Dr. Greenberg gaf een overzicht van de zeldzame neuro-immuunziekten in dit spectrum en beschreef welke "draden" aangetast zijn bij welke ziekte en de incidentie van terugval bij elk van deze ziekten. Hij beschreef ook de vorderingen die zijn gemaakt in het begrip van NMO door de bevindingen van de NMO IgG, een antilichaam dat specifiek is voor patiënten met de diagnose NMO.

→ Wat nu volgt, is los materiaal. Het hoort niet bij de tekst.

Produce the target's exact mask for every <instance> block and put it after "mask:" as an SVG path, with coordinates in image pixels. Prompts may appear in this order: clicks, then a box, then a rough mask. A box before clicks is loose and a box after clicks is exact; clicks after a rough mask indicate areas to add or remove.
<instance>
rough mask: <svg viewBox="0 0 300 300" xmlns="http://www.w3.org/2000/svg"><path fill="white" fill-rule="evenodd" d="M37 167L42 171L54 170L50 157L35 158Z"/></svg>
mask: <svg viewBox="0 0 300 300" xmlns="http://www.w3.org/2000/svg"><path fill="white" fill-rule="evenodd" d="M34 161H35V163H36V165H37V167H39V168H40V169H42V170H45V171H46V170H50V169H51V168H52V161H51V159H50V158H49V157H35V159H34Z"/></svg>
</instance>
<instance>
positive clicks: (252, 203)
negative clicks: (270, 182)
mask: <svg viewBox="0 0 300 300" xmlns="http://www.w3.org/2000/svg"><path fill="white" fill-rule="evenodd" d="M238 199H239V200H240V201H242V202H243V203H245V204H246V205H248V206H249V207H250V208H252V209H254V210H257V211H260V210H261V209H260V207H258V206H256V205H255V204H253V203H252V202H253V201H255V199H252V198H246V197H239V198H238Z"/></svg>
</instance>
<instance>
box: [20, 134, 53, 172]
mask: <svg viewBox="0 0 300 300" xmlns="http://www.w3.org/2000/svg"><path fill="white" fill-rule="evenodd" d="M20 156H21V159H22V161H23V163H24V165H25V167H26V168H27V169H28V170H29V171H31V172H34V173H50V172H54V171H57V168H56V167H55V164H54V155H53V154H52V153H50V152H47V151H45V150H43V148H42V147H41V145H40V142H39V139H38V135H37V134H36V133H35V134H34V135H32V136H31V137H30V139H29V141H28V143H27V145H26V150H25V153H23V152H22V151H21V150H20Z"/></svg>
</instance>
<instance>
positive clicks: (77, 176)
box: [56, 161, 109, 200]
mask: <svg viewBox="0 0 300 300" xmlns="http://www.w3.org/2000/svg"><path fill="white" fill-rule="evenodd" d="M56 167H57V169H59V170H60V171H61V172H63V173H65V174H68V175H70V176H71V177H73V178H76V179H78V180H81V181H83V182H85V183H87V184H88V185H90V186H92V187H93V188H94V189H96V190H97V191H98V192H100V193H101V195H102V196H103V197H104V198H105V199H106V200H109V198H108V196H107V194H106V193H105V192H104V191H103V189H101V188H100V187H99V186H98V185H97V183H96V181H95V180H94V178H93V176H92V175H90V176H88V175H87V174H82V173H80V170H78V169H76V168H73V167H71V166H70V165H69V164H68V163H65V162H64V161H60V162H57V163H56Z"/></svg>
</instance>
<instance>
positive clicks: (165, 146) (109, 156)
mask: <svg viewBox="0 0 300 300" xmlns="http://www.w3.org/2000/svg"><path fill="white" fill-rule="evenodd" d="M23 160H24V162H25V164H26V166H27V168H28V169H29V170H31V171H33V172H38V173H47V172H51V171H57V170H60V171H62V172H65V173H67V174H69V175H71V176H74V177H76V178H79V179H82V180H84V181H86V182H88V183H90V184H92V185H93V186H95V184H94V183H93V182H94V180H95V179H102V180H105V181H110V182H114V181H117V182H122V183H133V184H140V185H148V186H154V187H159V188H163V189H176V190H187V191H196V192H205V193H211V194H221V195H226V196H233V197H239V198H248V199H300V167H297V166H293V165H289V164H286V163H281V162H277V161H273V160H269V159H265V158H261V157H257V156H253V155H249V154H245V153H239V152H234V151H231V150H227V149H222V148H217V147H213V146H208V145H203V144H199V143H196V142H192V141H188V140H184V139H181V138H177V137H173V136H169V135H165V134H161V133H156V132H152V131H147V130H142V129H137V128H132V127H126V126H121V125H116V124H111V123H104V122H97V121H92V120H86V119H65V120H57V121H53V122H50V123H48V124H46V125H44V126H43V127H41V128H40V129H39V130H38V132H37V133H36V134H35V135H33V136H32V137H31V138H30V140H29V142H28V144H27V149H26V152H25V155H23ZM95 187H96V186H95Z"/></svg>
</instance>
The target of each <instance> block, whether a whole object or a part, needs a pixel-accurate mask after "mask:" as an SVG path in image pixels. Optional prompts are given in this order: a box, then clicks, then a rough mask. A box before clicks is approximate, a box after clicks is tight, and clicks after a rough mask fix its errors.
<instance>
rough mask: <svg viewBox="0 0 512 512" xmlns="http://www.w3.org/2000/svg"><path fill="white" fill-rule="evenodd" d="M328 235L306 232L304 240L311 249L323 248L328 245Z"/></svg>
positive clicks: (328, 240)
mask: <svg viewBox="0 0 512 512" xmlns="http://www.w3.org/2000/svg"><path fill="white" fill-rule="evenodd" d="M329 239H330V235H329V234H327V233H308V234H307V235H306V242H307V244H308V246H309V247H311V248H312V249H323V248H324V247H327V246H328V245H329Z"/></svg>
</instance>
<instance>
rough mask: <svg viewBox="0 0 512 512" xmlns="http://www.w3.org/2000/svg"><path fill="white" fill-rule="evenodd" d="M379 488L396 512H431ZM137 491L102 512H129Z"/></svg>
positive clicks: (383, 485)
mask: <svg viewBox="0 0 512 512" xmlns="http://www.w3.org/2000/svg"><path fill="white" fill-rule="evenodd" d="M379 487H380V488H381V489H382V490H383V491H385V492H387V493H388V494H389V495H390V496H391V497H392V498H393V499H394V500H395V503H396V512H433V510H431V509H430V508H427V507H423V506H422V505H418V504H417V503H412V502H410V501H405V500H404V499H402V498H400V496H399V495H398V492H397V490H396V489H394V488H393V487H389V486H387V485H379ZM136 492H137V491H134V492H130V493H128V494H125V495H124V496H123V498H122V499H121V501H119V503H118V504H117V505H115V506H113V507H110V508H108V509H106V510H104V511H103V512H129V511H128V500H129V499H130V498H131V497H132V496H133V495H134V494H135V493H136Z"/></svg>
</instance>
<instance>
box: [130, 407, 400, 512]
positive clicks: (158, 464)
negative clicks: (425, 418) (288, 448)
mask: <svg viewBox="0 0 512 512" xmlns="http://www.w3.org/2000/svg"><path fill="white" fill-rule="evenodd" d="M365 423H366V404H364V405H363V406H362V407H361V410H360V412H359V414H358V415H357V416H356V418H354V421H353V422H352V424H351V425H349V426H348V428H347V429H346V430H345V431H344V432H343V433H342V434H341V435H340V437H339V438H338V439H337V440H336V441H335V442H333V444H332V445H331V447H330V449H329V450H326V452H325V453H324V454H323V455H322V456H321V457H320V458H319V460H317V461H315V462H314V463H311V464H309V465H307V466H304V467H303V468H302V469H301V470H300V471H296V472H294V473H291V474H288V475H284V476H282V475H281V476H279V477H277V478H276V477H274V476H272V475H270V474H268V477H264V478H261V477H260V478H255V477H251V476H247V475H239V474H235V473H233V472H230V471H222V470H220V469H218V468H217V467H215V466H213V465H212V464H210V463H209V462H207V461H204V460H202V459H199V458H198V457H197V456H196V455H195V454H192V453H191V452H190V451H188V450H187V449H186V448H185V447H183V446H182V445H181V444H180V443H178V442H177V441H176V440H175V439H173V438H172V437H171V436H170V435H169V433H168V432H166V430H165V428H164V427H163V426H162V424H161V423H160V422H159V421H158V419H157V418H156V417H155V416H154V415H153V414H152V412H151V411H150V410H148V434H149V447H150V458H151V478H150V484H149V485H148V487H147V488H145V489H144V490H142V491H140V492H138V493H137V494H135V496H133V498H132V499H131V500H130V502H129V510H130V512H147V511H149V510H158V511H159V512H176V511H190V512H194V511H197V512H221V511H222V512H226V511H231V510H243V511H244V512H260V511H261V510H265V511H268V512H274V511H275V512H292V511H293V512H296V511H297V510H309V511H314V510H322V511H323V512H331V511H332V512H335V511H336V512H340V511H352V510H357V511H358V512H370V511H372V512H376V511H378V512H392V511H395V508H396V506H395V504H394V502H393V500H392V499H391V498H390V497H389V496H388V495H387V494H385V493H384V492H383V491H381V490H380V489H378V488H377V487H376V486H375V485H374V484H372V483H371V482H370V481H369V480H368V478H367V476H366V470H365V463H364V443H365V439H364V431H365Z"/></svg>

Dr. Greenberg rondde zijn inleiding af met een korte beschrijving van de noodzaak van onderzoeksprojecten in de vorm van een bewaarplaats bij het onderzoek naar deze ziekten. Hij noemde het citaat van Donald Rumsfeld om de 'onbekende onbekenden' te benadrukken, of de dingen die onderzoekers nog niet weten te onderzoeken. De onderzoeksprojecten in repository-stijl zullen onderzoekers echter toegang geven tot grote hoeveelheden monsters en gegevens voor het geval toekomstige onderzoekers ontdekken dat ze iets moeten onderzoeken dat nog niet eerder is onderzocht. Dr. Greenberg beschreef bijvoorbeeld dat op dit moment bij het afnemen van bloed de rode buisjes hem het meest interesseren. Naarmate het onderzoek vordert, kan hij echter ontdekken dat de buizen met gele bovenkant zijn waar we naar zouden moeten kijken. Op dit punt kan hij teruggaan naar de repository en zal hij een groot aantal van deze gele buizen hebben die hij kan gebruiken in zijn onderzoek. Terwijl onderzoekers woedend op zoek zijn naar de oorzaken van NMO en TM, stellen de biorepositories hen in staat om verschillende aspecten van de ziekte te onderzoeken om een ​​beter begrip van deze ziekten te zoeken om deze aandoeningen beter te behandelen en hopelijk te genezen.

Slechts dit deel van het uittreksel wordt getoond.